Ich der Radi kommt aufjedenfall an die Decke, aber wo soll der Rest hin? 
Die WaKü ist erstmal nur für die CPU bestimmt und soll sich nich nur im oberen Teil des GEhäuses sondern im ganzen verteilen.
Der Festplattenkäfig könnte raus, aber könnte ihn man denn nicht irgendwie noch abschneiden?

Rein soll noch ein kleiner AGB und eine Liang DDC-1T

Radiator, Board und Kühler hab ich schon mal reingezeichnet, genauso wie den luftweg , einblasend ins GEhäuse.
Danke an dieser Stelle @ xTc für sein Review und seiner Bilder.

_*


			Dieser Inhalt steht nur eingeloggten Mitgliedern zur Verfügung.
        


*_


----------



## Agr9550 (10. Februar 2010)

*AW: WaKü verlegen - Lian Li PC-A70F Black*

also meine laing sitz unterhalb des hdd cages (hab nen armorsuite)
agb is ausserhalb (mein agb wäre einfach zugroß für innen) finds aber auch praktischers allein wegen nachfüllen wasserstand kontrollieren etc

aber du solltest doch genug platz neben deinem mainboard haben für nen agb  ansonsten halt an die rückwand innenseite und den 120mm lüfter versetzen 
pumpe kannst ja untern hdd cage setzen


----------



## weizenleiche (10. Februar 2010)

*AW: WaKü verlegen - Lian Li PC-A70F Black*

problem ist das das ein mini agb ist.

und wo soll ich die Schläuche dann verlegen, wegen der Pumpe?


----------



## Agr9550 (10. Februar 2010)

*AW: WaKü verlegen - Lian Li PC-A70F Black*

kanns doch 90grad g1/4 zoll anschlüsse verwenden die hoch zum radi gehen bzw zum agb hin und vom radi runter auf cpu und dann wieder zum agb somit könnest sogar noch irgendwann ne gpu wakü einbinden

wäre optisch auch ned verkehrt weil man kaum was sieht (falls nen window hast)


----------



## weizenleiche (10. Februar 2010)

*AW: WaKü verlegen - Lian Li PC-A70F Black*

Mal mir ma rein wie du das meinst 
Ich blick nicht ganz durch


----------



## DaxTrose (10. Februar 2010)

*AW: WaKü verlegen - Lian Li PC-A70F Black*

Also wenn Du den HDD-Käfig nicht brauchst, dann raus damit.

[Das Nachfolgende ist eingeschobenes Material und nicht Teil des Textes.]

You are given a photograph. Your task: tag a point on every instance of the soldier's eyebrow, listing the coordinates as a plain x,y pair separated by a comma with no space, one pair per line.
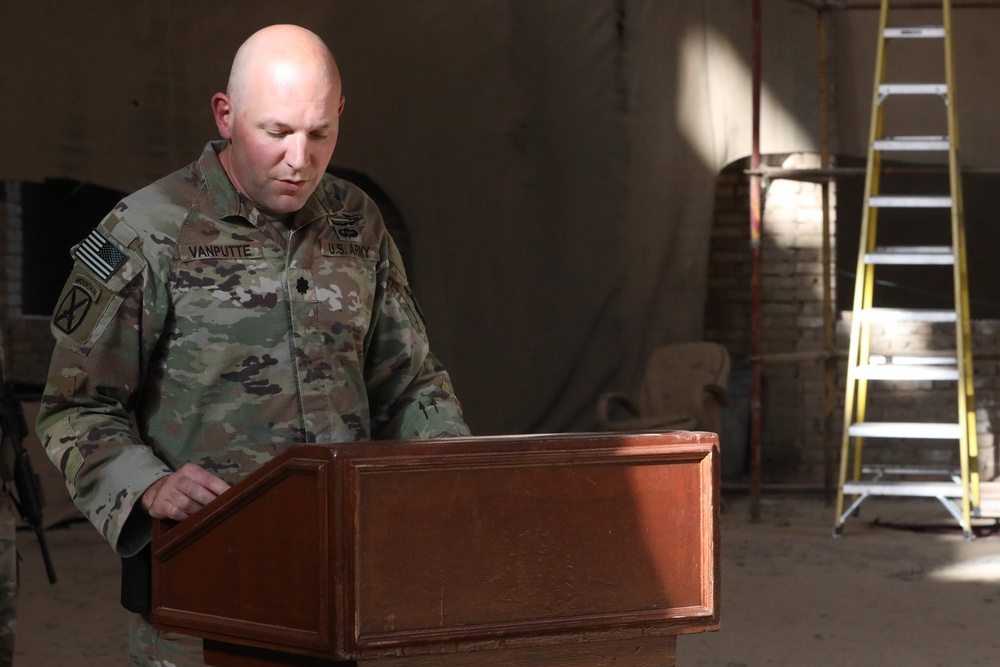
280,124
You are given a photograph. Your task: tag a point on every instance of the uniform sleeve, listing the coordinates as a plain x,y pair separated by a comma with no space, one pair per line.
105,325
410,393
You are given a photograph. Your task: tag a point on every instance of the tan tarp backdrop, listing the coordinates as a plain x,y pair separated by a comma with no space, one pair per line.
554,160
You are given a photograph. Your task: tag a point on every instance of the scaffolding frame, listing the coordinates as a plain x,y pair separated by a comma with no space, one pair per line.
759,175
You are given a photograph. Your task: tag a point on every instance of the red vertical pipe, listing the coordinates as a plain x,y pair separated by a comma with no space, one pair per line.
755,299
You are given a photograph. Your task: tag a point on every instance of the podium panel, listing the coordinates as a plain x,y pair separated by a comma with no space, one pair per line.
470,548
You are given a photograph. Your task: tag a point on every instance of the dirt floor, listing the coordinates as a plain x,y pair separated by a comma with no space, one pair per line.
792,595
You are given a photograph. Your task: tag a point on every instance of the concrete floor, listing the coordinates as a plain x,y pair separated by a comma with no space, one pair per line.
791,594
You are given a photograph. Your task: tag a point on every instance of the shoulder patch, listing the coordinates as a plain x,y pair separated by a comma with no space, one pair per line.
81,306
100,255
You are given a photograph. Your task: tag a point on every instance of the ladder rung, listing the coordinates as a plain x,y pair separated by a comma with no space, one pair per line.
911,255
919,430
913,360
913,89
915,32
930,143
906,315
880,469
915,489
901,372
906,201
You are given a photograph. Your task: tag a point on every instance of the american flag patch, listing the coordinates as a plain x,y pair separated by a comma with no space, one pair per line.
99,255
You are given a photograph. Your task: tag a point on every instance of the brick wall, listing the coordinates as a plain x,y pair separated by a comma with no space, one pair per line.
792,321
27,340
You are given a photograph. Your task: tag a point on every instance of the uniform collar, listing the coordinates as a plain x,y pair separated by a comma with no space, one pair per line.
227,201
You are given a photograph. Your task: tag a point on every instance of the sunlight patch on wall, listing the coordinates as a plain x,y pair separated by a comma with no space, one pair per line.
714,103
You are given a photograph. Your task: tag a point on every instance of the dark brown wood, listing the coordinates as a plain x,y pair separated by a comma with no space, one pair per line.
645,652
453,552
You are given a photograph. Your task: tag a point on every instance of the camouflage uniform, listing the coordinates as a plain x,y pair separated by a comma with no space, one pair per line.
229,338
8,557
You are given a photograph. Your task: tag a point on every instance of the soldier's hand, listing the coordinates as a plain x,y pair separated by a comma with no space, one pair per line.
179,495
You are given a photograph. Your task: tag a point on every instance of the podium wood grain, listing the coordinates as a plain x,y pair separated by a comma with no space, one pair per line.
592,549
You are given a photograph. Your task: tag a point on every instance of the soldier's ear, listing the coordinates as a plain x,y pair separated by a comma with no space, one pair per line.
222,110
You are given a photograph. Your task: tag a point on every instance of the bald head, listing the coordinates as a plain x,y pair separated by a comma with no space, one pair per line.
280,117
280,52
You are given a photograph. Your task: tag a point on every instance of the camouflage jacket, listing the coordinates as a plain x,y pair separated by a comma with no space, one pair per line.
193,329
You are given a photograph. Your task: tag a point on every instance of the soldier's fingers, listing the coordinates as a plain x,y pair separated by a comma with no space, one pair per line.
203,478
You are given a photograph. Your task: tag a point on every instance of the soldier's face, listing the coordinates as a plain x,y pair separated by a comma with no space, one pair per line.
282,131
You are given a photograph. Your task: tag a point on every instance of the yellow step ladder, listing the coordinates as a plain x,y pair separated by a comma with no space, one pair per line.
957,488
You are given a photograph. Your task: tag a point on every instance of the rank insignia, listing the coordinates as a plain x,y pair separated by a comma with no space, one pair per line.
99,255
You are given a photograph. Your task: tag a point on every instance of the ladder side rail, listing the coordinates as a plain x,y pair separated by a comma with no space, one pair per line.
962,324
862,295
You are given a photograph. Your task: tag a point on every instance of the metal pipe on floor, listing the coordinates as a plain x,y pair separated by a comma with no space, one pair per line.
755,271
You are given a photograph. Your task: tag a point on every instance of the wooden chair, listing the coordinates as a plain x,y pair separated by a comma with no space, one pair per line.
683,388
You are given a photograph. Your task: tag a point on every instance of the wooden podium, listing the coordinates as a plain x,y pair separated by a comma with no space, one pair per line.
563,550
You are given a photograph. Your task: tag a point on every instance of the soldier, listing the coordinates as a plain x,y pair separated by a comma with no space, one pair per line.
8,548
239,306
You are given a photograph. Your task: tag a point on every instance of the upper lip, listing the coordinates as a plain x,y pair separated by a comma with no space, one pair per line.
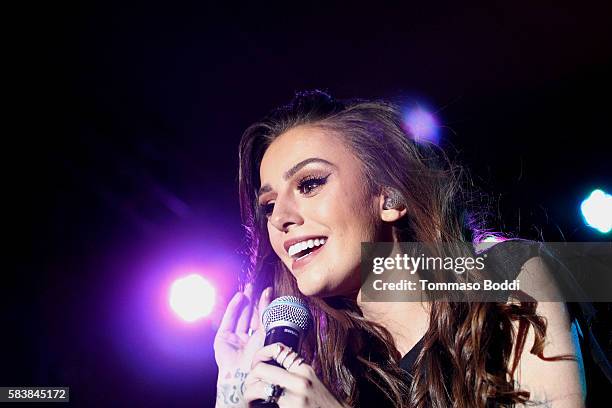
292,241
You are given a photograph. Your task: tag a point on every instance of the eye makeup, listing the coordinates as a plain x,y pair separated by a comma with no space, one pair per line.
305,186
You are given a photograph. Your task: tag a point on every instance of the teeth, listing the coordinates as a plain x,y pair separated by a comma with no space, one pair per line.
300,246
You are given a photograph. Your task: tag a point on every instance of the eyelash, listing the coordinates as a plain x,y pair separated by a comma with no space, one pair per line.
309,180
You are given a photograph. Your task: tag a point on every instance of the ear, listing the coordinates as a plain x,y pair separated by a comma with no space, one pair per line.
391,206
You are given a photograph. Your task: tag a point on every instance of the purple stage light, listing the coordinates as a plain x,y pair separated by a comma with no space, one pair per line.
192,297
422,125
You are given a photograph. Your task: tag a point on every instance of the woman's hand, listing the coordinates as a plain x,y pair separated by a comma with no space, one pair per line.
239,336
301,388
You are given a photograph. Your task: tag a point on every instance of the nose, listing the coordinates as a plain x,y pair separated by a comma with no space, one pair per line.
285,214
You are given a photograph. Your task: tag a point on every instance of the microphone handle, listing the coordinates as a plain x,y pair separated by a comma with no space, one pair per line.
290,338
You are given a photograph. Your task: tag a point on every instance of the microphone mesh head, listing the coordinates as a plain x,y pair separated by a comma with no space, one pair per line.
289,309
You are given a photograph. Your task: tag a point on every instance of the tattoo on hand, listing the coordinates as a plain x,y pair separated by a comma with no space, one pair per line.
231,394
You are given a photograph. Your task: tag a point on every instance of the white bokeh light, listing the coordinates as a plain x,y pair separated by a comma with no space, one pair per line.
192,297
597,211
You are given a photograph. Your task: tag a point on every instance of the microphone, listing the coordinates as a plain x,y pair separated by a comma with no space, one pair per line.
286,320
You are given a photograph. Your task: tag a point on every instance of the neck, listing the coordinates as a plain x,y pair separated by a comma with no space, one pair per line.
406,321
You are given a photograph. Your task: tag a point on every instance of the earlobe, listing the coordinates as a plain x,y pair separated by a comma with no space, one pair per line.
392,207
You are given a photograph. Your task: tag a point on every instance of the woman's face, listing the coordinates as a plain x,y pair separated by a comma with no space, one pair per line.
314,192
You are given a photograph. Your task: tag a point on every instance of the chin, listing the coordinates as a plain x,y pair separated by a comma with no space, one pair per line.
312,287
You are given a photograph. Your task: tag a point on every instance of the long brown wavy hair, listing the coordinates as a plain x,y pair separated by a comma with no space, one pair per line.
466,353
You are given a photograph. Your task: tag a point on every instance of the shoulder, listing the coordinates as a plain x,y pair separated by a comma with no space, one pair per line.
559,382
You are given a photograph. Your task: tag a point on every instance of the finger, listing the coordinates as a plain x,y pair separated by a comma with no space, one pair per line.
275,375
267,353
245,316
258,390
230,317
257,310
264,301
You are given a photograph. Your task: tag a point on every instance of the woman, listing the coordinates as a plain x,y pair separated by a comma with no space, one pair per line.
344,173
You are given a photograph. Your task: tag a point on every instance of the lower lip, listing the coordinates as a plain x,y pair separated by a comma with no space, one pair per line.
301,262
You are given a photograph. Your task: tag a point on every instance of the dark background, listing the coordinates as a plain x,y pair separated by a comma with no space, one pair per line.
121,153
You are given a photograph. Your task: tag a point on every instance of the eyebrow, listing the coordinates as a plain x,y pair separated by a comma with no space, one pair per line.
291,172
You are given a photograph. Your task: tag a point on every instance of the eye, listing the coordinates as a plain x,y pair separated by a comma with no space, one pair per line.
309,183
266,209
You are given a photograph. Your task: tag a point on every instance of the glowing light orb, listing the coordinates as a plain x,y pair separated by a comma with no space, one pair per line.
192,297
422,125
597,211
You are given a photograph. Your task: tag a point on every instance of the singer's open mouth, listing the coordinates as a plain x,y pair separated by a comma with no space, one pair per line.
308,252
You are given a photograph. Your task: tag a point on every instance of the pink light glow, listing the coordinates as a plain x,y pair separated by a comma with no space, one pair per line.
192,297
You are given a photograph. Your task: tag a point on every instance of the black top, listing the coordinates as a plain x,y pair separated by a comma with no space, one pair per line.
506,259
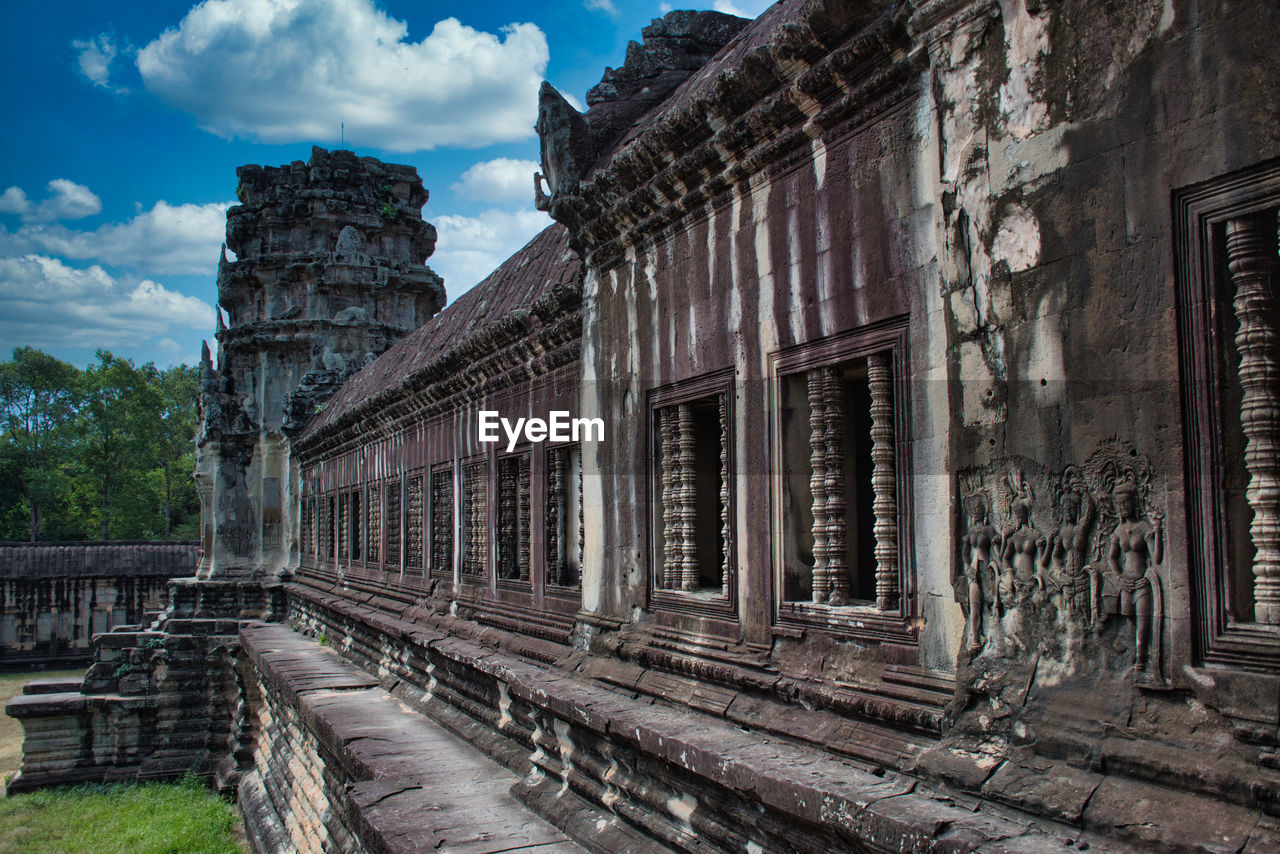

Dann hast Du genug Platz für alle Komponenten! Wenn Du den Deckel und AGB von alphacool nimmst, hat sich die Frage mit dem AGB auch geklärt. Den AGB, und somit die Anschlüsse, kannst Du in alle vier Richtungen drehen!
Zur Inspiration:
http://extreme.pcgameshardware.de/c...echnersteckbriefe-im-pcghx-9.html#post1177843
und Pumpe mit Deckel und AGB:
http://extreme.pcgameshardware.de/wasserkuehlung/1606-wakue-bilderthread-277.html#post1493853
http://extreme.pcgameshardware.de/wasserkuehlung/1606-wakue-bilderthread-278.html#post1497980
Gruß aus GF! 

EDIT: 11/8er Schlauch passt sogar hinter dem Mainboard-Tray! Oder Du stellst die Pumpe mit AGB im oberen HDD-Käfig!


----------



## weizenleiche (10. Februar 2010)

*AW: WaKü verlegen - Lian Li PC-A70F Black*

JO ich hab mir schon überlegt den AGB zusätzlich zu kaufen ... Ich brauche den HDD Käfig schon, aber in dem Gehäuse gibt es ja 2, wobei ich nicht weiß ob ich den oberen nutzen kann wenn der Radiator drin ist, deshalb ist das alles ein bisschen kompliziert ... muss wohl erstmal warten bis ich das Case habe und dann rumprobieren.


----------



## DaxTrose (10. Februar 2010)

*AW: WaKü verlegen - Lian Li PC-A70F Black*

Da die Laing nur mit Deckel sehr flach ist, wird es gehen, aber dann hast Du Schwierigkeiten beim Befüllen. Ich habe in meinem PC-A70B oben ein MagieCool Triple Slim und eine Laing mit Deckel würde locker passen.


----------



## weizenleiche (10. Februar 2010)

*AW: WaKü verlegen - Lian Li PC-A70F Black*

na ich hab ja extra nen Ablass und einfüll Ventil mit Kugelhahn, das wird schon irgendwie klappen 

Hast du alles unterm dach oder ist der Radiator oben auf dem Deckel?


----------



## DaxTrose (10. Februar 2010)

*AW: WaKü verlegen - Lian Li PC-A70F Black*

Der MagieCool ist unterm Deckel und der evo1080 steht neben dem Gehäuse!
Du musst aber beim Befüllen die Laing gleich unter Wasser haben, da sie nicht ansaugt! Somit ist es von Vorteil, wenn der AGB gleich *über* der Pumpe sitzt!
http://extreme.pcgameshardware.de/casemods/19967-zeigt-her-eure-pcs-teil-iii-343.html#post1199223


----------



## weizenleiche (10. Februar 2010)

*AW: WaKü verlegen - Lian Li PC-A70F Black*

Ich hab mich nochmal an meine Zeichnung gesetzt:




			Dieser Inhalt steht nur eingeloggten Mitgliedern zur Verfügung.
        


(Das hellgrüne ist der Ablasshahn)

Wäre das denn so ok?
Ja da sind jetzt 2 radiatoren drin


----------



## DaxTrose (10. Februar 2010)

*AW: WaKü verlegen - Lian Li PC-A70F Black*

Am besten Du schließt den AGB gleich vor die Pumpe. Den Radi in der Front würde ich mit den Anschlüssen nach oben verbauen. Erleichtert das Befüllen!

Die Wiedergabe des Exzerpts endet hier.